Ohne erneuerbare Energien kein Klimaschutz
Windkraftanlagen werden künftig einen viel größeren Beitrag zur Energieversorgung in Deutschland leisten müssen, daran besteht kein Zweifel. Doch seit Jahren stockt der Zubau neuer Anlagen, nicht zuletzt aufgrund des großen Widerstands aus der Bevölkerung und der regionalen Politik. Statt vom Garten den Ausblick in die Natur zu genießen, versperren die „Spargel“, also die Windräder, die Aussicht. Sie verschandeln die Landschaft, töten Vögel, werfen lästige Schatten, und ihr Infraschall macht krank. Das sind die gängigen Argumente, die Gegner*innen der Windkraft in Diskussionen hervorbringen.
Ein wenig verstehen kann man sie ja schon. Anfänglich waren Windkraftanlagen nur etwa 40 Meter hoch. Inzwischen sind es mehr als 200 Meter. Wie gern hätten Sie einen solchen Riesen vor der Nase? Doch wenn alle so denken, wird das nichts mit dem baldigen Ausstieg aus den fossilen Energien und folglich mit den Klimazielen. Statt uns von den eigenen unguten Gefühlen leiten zu lassen, schauen wir einmal auf die Fakten. Sind Windkraftanlagen tatsächlich eine Gefahr für Natur und Gesundheit? Halten die Argumente der Windkraftgegner*innen bei genauerer Prüfung alle stand?
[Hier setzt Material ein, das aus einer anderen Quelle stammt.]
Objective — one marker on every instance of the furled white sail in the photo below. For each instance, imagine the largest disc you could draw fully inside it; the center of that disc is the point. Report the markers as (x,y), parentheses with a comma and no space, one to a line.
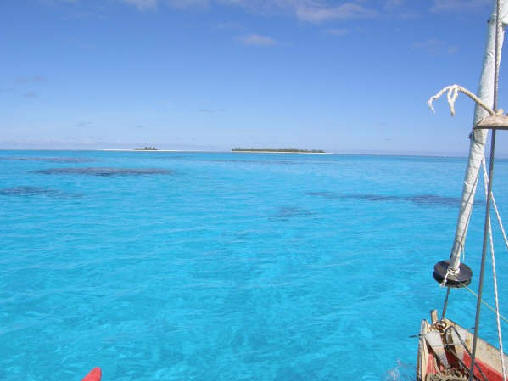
(478,137)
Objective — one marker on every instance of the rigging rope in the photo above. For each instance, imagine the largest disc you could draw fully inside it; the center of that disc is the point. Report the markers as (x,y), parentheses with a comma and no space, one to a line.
(452,93)
(494,276)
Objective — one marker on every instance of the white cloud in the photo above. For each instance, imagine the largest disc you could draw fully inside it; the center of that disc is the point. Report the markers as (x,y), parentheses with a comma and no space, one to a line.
(458,5)
(257,40)
(142,4)
(338,32)
(344,11)
(435,47)
(306,10)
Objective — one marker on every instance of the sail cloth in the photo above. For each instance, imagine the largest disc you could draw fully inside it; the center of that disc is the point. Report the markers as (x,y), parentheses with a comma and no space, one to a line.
(478,137)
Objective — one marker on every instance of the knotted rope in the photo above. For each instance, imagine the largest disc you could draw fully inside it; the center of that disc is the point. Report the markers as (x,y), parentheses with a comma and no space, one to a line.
(452,93)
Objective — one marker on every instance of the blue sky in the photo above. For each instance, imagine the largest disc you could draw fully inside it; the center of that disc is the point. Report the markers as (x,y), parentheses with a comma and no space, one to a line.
(344,76)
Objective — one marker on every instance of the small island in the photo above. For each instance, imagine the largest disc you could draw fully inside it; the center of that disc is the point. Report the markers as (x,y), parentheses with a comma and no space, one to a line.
(146,149)
(277,150)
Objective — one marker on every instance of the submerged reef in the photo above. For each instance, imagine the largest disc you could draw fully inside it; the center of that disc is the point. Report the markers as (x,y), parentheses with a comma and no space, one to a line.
(50,159)
(419,199)
(28,191)
(105,171)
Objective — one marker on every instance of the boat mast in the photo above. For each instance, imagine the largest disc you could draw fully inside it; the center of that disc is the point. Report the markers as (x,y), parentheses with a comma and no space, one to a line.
(479,137)
(498,39)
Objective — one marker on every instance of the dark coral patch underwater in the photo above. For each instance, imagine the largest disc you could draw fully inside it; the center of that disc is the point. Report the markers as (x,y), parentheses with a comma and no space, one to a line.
(419,199)
(104,172)
(27,191)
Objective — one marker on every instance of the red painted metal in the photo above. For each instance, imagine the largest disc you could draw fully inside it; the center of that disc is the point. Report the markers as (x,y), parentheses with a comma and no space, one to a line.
(490,373)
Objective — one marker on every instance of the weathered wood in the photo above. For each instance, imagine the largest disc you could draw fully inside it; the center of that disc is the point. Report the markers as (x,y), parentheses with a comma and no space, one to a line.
(499,122)
(433,316)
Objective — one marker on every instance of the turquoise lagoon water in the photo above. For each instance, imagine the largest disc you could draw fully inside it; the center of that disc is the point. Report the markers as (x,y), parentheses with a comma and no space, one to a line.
(217,266)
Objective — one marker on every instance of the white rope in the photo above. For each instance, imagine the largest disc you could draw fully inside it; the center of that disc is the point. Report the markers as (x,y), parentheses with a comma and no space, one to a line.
(452,92)
(486,304)
(493,257)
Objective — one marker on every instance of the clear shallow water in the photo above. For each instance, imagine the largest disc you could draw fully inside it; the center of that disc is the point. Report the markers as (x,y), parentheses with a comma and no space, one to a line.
(179,266)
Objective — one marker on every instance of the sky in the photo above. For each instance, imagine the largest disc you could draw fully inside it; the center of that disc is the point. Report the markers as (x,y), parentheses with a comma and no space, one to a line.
(346,76)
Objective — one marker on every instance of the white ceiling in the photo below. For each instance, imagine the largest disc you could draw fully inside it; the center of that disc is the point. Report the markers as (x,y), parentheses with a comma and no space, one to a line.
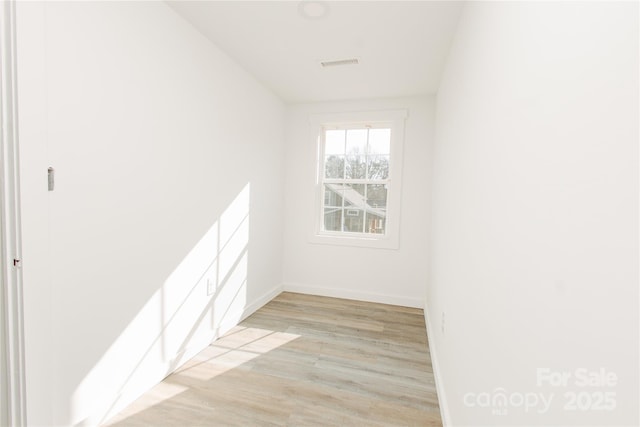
(401,45)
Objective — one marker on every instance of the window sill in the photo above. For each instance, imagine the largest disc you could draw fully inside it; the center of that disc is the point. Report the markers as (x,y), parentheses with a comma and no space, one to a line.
(361,242)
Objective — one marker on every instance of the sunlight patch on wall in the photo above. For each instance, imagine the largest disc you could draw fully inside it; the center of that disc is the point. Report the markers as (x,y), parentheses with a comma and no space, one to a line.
(203,297)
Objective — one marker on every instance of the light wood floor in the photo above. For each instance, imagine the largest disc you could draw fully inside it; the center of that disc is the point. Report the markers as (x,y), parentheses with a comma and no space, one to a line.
(303,361)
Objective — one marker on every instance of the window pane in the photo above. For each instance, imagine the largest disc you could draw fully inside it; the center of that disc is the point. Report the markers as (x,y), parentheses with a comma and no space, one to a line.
(353,220)
(354,196)
(375,224)
(377,197)
(378,167)
(333,195)
(334,167)
(334,142)
(356,141)
(356,167)
(333,219)
(379,141)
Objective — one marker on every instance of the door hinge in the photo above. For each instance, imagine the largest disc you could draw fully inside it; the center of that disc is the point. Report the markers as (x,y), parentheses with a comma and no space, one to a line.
(50,178)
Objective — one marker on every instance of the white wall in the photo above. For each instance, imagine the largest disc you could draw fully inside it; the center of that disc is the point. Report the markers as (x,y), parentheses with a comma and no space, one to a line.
(535,211)
(169,176)
(394,276)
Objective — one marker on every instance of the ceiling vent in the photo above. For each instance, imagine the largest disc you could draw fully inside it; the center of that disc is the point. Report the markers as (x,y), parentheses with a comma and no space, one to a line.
(350,61)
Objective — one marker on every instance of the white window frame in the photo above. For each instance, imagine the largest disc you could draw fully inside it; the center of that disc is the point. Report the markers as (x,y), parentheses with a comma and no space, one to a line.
(392,119)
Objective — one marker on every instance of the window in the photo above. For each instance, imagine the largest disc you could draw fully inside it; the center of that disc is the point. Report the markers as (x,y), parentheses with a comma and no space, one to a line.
(358,183)
(355,180)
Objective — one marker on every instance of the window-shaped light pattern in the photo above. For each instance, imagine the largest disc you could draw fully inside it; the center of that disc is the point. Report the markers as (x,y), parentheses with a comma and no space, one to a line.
(356,179)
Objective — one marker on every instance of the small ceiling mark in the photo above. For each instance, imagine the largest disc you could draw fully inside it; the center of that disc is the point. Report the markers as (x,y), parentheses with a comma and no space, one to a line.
(311,9)
(338,62)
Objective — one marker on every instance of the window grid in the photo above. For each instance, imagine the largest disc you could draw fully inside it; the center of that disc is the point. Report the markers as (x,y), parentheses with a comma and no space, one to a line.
(371,222)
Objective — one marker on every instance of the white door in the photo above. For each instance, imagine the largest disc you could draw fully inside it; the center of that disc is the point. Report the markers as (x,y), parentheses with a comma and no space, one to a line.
(12,405)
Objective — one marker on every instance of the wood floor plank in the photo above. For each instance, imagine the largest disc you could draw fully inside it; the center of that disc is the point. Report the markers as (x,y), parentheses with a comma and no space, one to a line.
(303,360)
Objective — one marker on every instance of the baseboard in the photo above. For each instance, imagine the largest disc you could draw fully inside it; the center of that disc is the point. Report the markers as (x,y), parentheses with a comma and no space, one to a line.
(260,302)
(442,397)
(353,295)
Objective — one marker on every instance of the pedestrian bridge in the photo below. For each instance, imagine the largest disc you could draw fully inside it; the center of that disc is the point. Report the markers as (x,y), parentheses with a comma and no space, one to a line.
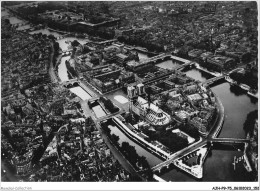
(213,80)
(71,83)
(155,59)
(184,65)
(229,140)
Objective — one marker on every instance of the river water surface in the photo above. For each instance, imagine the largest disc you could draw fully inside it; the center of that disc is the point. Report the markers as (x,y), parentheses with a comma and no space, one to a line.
(218,165)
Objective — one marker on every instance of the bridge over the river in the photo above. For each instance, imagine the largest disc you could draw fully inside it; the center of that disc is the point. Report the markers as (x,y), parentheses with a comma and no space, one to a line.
(231,141)
(213,80)
(156,59)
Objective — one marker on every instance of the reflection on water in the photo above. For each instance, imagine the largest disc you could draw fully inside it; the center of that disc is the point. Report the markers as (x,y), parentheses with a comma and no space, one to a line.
(237,106)
(152,160)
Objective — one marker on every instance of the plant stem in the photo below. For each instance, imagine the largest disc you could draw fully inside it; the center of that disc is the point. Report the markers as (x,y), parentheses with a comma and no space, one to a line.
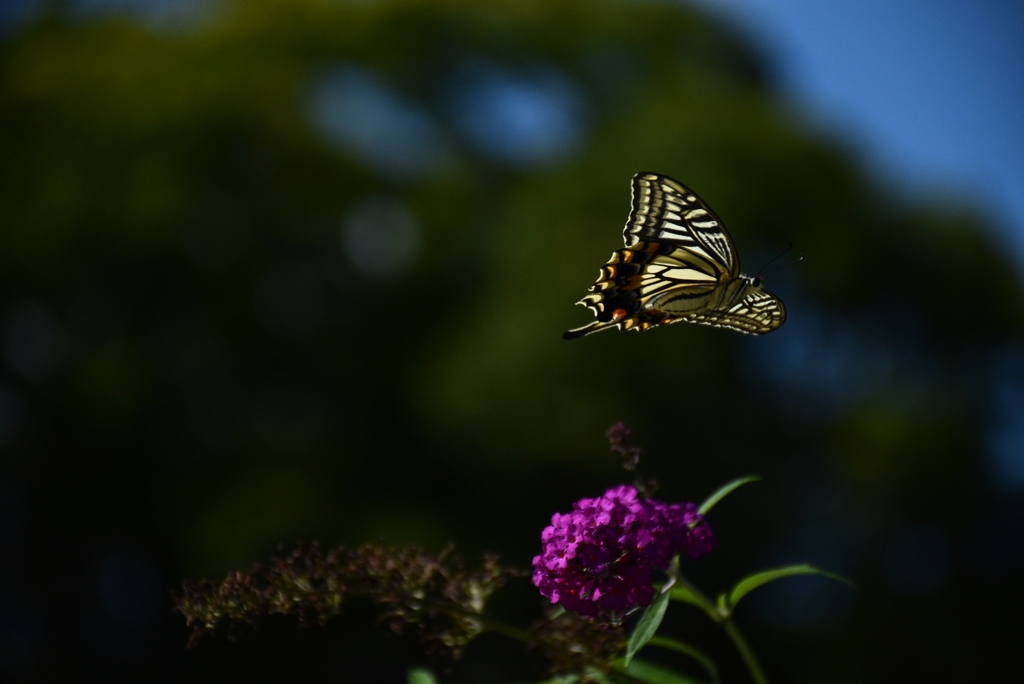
(725,620)
(487,623)
(744,650)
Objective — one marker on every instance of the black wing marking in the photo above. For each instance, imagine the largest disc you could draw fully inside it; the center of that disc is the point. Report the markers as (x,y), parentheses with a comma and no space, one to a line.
(756,313)
(665,210)
(635,275)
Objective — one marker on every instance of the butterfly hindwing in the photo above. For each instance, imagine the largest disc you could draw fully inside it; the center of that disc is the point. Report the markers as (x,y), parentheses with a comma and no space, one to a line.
(758,312)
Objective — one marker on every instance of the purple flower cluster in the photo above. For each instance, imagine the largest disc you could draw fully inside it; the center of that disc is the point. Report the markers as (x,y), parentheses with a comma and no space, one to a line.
(600,556)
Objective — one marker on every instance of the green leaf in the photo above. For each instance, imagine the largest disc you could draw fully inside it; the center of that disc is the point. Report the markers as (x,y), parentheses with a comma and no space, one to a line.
(420,676)
(687,649)
(749,584)
(648,624)
(652,674)
(684,595)
(724,490)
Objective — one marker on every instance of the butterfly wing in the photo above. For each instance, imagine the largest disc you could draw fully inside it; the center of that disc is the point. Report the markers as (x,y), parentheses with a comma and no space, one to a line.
(673,242)
(665,210)
(634,276)
(756,313)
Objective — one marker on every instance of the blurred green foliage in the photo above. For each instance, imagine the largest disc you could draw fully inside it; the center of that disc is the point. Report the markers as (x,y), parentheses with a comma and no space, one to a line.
(199,368)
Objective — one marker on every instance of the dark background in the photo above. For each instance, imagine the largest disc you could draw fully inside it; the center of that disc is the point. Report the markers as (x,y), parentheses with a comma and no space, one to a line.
(288,270)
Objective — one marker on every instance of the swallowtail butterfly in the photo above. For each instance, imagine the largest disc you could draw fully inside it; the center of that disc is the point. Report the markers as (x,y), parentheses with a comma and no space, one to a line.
(679,264)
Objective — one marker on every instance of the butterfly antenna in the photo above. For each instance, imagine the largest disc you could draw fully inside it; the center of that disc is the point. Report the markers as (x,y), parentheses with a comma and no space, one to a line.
(765,269)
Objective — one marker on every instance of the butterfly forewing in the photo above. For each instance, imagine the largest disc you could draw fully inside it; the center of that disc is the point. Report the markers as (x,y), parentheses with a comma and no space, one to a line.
(666,210)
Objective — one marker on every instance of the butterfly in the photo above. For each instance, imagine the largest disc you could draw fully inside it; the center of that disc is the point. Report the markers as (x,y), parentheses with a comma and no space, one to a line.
(679,264)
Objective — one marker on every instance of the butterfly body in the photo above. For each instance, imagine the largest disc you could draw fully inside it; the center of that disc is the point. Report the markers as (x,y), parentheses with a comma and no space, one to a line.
(679,263)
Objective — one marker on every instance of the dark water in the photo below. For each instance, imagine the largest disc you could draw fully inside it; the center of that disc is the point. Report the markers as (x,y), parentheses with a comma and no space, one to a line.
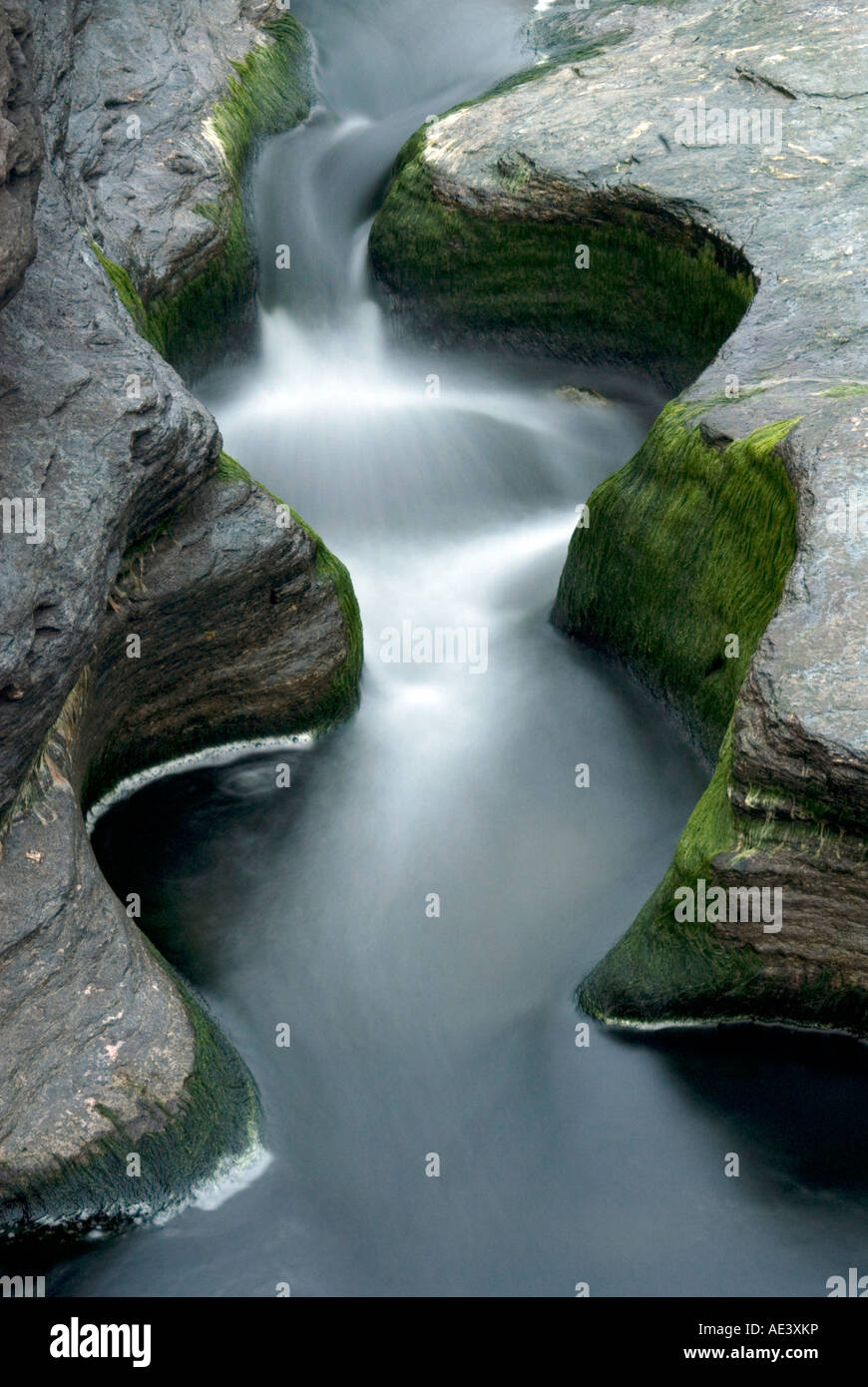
(454,1035)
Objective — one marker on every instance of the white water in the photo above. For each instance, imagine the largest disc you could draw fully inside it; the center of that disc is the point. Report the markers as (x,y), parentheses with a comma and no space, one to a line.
(452,1035)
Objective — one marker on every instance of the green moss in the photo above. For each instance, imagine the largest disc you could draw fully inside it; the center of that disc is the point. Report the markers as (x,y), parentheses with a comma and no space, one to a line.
(686,545)
(344,694)
(131,299)
(565,56)
(669,971)
(217,1121)
(267,93)
(663,968)
(657,292)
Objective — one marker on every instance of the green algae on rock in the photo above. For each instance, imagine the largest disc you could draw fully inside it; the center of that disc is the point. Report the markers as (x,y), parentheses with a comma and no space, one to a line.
(656,290)
(686,545)
(106,1052)
(718,526)
(269,92)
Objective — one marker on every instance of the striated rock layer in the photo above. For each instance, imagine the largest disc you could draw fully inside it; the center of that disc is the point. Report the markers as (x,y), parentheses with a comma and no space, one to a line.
(682,188)
(122,518)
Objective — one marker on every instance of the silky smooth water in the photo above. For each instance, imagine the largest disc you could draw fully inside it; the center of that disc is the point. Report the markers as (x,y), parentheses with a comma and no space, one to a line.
(454,1035)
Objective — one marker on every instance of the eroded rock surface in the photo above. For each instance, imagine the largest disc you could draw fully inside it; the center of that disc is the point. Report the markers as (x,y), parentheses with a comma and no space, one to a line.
(20,150)
(746,124)
(247,627)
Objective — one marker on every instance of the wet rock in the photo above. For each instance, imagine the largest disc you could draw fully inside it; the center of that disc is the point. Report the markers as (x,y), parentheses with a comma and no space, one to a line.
(106,452)
(733,136)
(20,150)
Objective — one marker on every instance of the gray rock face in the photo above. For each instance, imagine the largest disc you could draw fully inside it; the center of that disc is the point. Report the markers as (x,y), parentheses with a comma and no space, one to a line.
(242,627)
(138,156)
(747,123)
(20,150)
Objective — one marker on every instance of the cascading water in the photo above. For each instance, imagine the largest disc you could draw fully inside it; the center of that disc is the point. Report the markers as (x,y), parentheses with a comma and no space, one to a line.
(419,904)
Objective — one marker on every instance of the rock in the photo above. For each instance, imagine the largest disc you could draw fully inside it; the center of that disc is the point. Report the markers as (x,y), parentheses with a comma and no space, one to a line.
(20,150)
(247,627)
(688,150)
(579,395)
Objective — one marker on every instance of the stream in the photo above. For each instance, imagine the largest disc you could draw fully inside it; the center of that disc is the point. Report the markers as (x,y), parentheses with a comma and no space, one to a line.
(422,902)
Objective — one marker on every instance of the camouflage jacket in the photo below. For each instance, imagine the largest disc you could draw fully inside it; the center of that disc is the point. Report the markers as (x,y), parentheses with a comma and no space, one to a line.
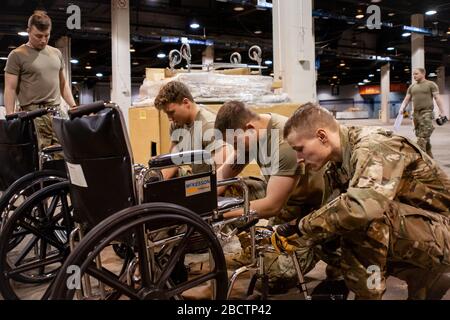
(378,167)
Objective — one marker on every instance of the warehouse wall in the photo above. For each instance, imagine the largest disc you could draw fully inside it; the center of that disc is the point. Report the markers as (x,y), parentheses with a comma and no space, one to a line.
(349,97)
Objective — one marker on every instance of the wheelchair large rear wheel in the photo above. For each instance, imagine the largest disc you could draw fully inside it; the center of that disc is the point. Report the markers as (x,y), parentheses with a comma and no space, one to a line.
(34,242)
(160,236)
(24,187)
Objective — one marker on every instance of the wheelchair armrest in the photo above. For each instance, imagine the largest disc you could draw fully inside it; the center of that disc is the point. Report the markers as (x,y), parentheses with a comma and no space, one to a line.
(224,203)
(177,159)
(52,149)
(86,109)
(13,116)
(33,114)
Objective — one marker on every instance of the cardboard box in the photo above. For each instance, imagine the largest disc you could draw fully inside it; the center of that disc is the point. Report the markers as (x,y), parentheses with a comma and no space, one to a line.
(149,126)
(145,133)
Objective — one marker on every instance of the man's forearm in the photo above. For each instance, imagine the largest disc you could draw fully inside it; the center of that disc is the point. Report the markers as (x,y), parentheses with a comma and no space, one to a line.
(440,104)
(67,96)
(10,101)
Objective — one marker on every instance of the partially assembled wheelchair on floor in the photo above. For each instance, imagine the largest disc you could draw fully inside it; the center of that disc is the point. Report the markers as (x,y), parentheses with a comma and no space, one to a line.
(117,230)
(24,170)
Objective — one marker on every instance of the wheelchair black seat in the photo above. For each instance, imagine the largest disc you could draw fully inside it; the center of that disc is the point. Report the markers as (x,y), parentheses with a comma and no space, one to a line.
(225,203)
(18,149)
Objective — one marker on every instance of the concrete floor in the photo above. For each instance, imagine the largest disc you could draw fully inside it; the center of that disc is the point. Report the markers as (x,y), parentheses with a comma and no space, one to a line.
(396,289)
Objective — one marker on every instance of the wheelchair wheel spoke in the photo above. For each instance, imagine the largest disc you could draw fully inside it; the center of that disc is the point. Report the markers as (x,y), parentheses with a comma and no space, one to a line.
(185,286)
(175,257)
(43,235)
(35,265)
(42,255)
(52,207)
(26,250)
(111,280)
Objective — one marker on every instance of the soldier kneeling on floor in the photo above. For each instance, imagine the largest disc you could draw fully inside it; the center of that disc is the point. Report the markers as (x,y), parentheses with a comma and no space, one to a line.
(391,215)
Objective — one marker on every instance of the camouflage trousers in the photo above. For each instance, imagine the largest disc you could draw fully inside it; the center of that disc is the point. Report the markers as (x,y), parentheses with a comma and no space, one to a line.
(409,243)
(256,188)
(44,129)
(423,128)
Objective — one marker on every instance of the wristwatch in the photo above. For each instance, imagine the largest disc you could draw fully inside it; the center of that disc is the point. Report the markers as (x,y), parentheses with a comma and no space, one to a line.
(252,215)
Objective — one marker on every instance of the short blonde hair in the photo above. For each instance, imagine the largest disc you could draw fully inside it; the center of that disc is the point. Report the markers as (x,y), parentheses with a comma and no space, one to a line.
(308,118)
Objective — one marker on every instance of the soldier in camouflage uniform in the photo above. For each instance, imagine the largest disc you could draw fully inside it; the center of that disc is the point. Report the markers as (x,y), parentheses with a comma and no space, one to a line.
(291,191)
(389,208)
(34,73)
(422,93)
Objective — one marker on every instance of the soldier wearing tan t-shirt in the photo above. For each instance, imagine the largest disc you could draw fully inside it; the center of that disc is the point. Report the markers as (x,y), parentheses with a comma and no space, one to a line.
(34,73)
(291,192)
(422,94)
(189,124)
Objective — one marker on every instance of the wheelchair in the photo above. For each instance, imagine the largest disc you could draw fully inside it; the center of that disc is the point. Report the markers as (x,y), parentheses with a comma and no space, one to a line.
(121,232)
(24,168)
(23,172)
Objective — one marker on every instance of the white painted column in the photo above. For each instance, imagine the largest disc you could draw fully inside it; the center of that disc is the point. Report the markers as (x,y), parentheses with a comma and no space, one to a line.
(208,56)
(64,45)
(385,91)
(294,48)
(120,46)
(440,81)
(417,44)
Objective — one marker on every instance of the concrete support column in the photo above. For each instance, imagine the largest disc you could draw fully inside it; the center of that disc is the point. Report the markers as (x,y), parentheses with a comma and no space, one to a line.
(120,46)
(208,56)
(417,44)
(64,45)
(440,81)
(385,91)
(294,48)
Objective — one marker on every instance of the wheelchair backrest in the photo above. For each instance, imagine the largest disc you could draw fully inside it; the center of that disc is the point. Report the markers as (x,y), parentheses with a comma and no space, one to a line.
(99,162)
(18,149)
(197,192)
Schattenwurf beim Windrad stört die Anwohner
Damit Windräder grünen Strom erzeugen können, müssen die Rotoren sich drehen. Und natürlich entsteht dabei ein Schattenwurf, der allerdings von Faktoren wie Wetter, Windrichtung und Sonnenstand abhängt. Trifft der Schlagschatten auf das Fenster eines Wohnhauses, kann das durchaus irritierend sein. Genau deshalb unterliegt der Schattenwurf der Rotorblätter strengen Immissionsschutzregeln. So muss zum Beispiel eine Windkraftanlage vorübergehend abgeschaltet werden, wenn ihr Schlagschatten länger als 30 Stunden pro Jahr beziehungsweise 30 Minuten am Tag auf ein Wohnhaus fällt. So soll niemand übermäßig lange durch den Schattenwurf beeinträchtigt werden und gleichzeitig können die Windkraftanlagen einen Beitrag zur Energieversorgung leisten.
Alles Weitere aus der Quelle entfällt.